Pour arriver à ses tristes conclusions, l'équipe de l'Institut de recherche biomédicale et d'épidémiologie du sport n'a pas eu à chausser ses pointes sur des kilomètres ou à soulever de la fonte pendant des heures. Il lui a suffi de brasser un nombre impressionnant de chiffres, de passer à la moulinette statistique des pelotons entiers de temps époustouflants, de performances mondiales historiques.

3 263 records homologués dans les cinq disciplines olympiques dites "quantifiées" (athlétisme, natation, cyclisme, patinage de vitesse, haltérophilie), établis entre 1896 et aujourd'hui. A la sortie des ordinateurs, le constat est là: aux JO de 2028 – c'est déjà demain – la moitié des records du monde ne sera plus améliorable "de façon significative". Il n'est pas sûr, dans ces conditions, que la flamme olympique brûle alors dans les cœurs du même feu qu'aujourd'hui.

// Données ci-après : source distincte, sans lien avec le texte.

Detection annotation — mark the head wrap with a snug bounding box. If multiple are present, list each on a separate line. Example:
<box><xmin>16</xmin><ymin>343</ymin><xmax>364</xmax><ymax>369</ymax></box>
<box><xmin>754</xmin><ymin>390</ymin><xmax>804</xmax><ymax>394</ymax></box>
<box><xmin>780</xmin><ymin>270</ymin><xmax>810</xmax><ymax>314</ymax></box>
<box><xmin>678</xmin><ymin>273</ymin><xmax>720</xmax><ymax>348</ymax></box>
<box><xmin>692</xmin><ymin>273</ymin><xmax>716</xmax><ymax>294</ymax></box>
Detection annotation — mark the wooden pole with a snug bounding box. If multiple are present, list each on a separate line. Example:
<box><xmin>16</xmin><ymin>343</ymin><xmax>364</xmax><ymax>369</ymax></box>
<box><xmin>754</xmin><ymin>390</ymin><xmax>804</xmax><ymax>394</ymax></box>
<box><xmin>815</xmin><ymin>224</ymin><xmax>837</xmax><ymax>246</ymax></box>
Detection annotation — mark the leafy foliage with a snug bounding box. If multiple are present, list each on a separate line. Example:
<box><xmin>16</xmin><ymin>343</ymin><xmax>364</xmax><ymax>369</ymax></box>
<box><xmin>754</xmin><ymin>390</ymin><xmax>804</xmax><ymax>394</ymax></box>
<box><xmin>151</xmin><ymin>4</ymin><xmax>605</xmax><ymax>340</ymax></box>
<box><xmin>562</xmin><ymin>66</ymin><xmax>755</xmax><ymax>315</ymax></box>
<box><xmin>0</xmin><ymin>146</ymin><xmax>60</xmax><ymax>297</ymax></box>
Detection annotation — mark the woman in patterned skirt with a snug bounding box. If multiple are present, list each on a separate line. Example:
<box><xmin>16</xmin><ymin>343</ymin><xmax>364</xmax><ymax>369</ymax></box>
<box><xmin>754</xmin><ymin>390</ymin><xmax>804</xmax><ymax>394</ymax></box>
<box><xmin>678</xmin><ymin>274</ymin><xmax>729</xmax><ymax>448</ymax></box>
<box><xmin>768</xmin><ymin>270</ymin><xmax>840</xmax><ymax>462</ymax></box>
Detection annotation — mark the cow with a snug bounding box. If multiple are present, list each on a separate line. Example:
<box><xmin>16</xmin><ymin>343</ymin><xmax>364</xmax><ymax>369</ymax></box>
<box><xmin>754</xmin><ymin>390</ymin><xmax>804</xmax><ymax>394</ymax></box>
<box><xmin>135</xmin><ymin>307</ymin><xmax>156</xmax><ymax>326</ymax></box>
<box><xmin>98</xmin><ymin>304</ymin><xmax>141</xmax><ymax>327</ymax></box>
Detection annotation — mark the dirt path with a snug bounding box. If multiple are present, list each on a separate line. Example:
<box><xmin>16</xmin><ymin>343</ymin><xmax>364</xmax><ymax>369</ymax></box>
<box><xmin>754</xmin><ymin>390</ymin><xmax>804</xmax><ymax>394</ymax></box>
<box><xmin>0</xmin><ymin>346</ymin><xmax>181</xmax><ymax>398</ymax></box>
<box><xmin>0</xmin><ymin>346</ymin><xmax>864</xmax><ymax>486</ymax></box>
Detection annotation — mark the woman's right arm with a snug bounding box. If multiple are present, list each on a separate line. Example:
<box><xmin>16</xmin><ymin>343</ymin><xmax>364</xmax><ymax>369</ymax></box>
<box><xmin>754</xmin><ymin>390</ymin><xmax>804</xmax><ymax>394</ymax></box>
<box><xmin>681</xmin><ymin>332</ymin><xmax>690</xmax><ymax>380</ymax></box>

Souplesse des corps, rigidité des chiffres

Amis poètes, passez votre chemin: statistique ne rime pas toujours avec gymnastique mais plutôt avec épidémiologique. De ce point de vue, l'analyse de l'évolution annuelle du nombre de records du monde met en évidence de larges fluctuations au cours de l'ère olympique moderne (1896 – 2008).

Il y aurait en fait, deux périodes clés. Une première phase (1896 – 1968) de progrès rapides, d'amélioration spectaculaire des performances, à peine interrompue par les deux guerres mondiales. La deuxième phase (1968 – 2008) est en réalité marquée par une tendance à la régression. Certes, les performances progressent encore, mais leur amplitude, elle, diminue. Le gain de performance rétrécit comme peau de chagrin et, selon notre équipe de chercheurs, les records ont déjà atteint cette année 99% des "limites" estimées par le modèle statistique.

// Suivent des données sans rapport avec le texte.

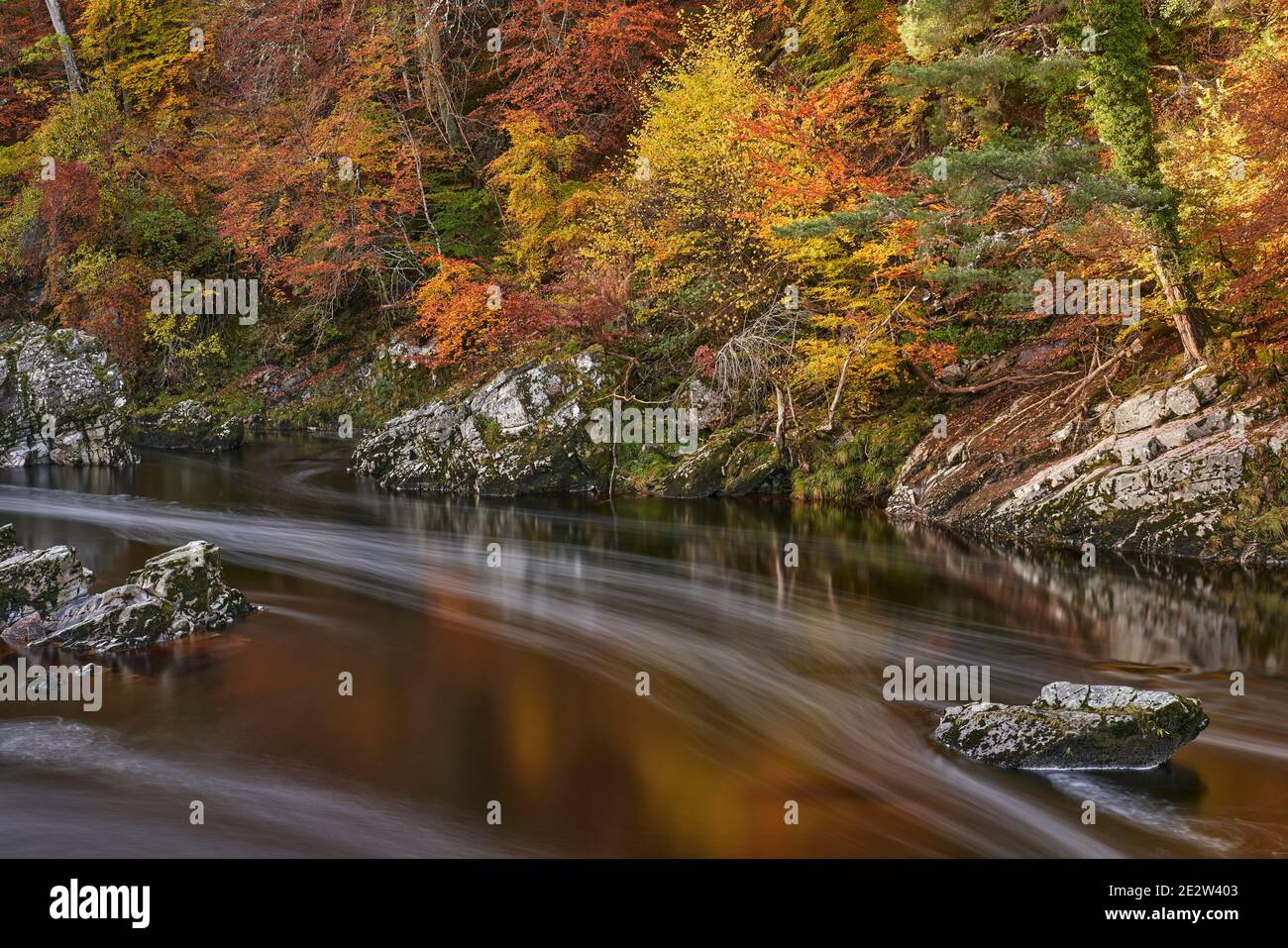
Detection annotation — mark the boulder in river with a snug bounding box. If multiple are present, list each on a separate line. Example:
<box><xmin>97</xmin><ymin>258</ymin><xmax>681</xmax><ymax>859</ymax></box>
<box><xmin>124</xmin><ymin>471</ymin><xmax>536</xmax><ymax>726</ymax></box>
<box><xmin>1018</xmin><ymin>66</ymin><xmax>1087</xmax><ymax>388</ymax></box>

Pour ceux qui croient davantage aux chiffres et aux axiomes mathématiques qu'au génie aléatoire de l'Homme, le petit monde de l'élite sportive et l'univers de ses supporters n'entrent pas dans une ère enthousiasmante. Si l'on considère que les conditions physiologiques présentes vaudront pour les vingt prochaines années (donc sauf improbable phénomène de mutation génétique), la moitié des records dans les disciplines prises en compte sera alors établie à 99,95% de leur valeur limite. En clair, le 100 mètres plat masculin ne pourra plus être amélioré que de quelques millièmes de secondes. Plus de quoi conserver à l'épreuve reine de l'athlétisme son petit supplément d'âme… et pas de quoi changer de discipline vedette car le modèle s'applique aussi bien aux  épreuves de 50 km marche, qu'à celles d'haltérophilie, de cyclisme, de lancer de poids ou de saut en hauteur.

Dopage, l'ultime ingrédient du spectacle?

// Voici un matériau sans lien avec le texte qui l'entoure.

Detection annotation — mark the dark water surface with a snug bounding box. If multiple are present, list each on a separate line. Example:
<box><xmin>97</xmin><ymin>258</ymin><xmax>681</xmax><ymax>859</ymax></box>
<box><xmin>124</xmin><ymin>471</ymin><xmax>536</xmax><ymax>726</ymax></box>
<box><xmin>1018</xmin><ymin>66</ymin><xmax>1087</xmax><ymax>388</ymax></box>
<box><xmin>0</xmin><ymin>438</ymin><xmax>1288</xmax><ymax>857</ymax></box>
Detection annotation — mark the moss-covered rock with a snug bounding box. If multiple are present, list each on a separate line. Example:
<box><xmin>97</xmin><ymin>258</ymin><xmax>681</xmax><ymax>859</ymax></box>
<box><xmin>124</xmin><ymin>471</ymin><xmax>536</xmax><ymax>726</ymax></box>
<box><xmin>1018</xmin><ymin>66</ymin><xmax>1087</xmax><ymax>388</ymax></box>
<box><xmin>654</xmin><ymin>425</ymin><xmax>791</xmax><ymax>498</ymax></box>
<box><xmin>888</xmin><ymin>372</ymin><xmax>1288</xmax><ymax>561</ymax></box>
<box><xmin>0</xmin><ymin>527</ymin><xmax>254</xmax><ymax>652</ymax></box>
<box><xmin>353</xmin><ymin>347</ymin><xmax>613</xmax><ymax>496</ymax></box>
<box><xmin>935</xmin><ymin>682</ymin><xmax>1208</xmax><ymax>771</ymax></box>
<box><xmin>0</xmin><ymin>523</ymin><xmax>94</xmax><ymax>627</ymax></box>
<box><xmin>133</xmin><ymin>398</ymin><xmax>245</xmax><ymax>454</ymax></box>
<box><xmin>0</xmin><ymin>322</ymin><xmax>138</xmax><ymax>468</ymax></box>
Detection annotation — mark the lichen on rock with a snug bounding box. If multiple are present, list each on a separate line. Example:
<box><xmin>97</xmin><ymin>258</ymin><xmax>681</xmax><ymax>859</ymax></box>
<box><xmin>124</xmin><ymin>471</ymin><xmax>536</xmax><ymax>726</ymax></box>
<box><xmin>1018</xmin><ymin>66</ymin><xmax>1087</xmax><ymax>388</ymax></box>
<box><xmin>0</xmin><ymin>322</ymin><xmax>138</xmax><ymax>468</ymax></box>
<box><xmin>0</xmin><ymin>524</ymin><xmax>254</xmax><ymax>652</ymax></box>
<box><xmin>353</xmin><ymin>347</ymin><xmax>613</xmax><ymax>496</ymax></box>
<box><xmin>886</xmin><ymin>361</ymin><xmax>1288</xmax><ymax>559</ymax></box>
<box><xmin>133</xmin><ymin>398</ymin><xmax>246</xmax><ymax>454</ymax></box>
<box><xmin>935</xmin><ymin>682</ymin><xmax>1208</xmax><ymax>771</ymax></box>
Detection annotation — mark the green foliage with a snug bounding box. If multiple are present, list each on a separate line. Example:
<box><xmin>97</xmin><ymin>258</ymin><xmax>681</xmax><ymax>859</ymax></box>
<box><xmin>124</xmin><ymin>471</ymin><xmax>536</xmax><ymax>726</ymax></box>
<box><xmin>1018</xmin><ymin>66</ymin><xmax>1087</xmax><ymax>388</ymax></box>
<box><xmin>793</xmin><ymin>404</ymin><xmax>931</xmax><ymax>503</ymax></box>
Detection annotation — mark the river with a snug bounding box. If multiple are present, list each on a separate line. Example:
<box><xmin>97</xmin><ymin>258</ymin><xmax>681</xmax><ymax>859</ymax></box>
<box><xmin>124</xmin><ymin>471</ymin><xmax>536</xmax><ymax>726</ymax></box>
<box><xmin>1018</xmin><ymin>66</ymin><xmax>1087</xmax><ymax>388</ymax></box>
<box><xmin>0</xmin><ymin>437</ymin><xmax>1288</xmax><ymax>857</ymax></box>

D'accord, rétorquent les inconditionnels du sport. Mais, l'amélioration du matériel, de l'équipement, des conditions de pratique, a joué – et joue encore – un rôle majeur dans l'élévation du niveau moyen et dans l'avalanche de records enregistrés à l'occasion de chaque compétition internationale. Au-delà du progrès technologique, les techniques d'entraînement, de préparation et de récupération physique connaissent une véritable révolution permanente. Comment alors fixer des limites lorsque celles-ci sont établies sur des modèles dépassés?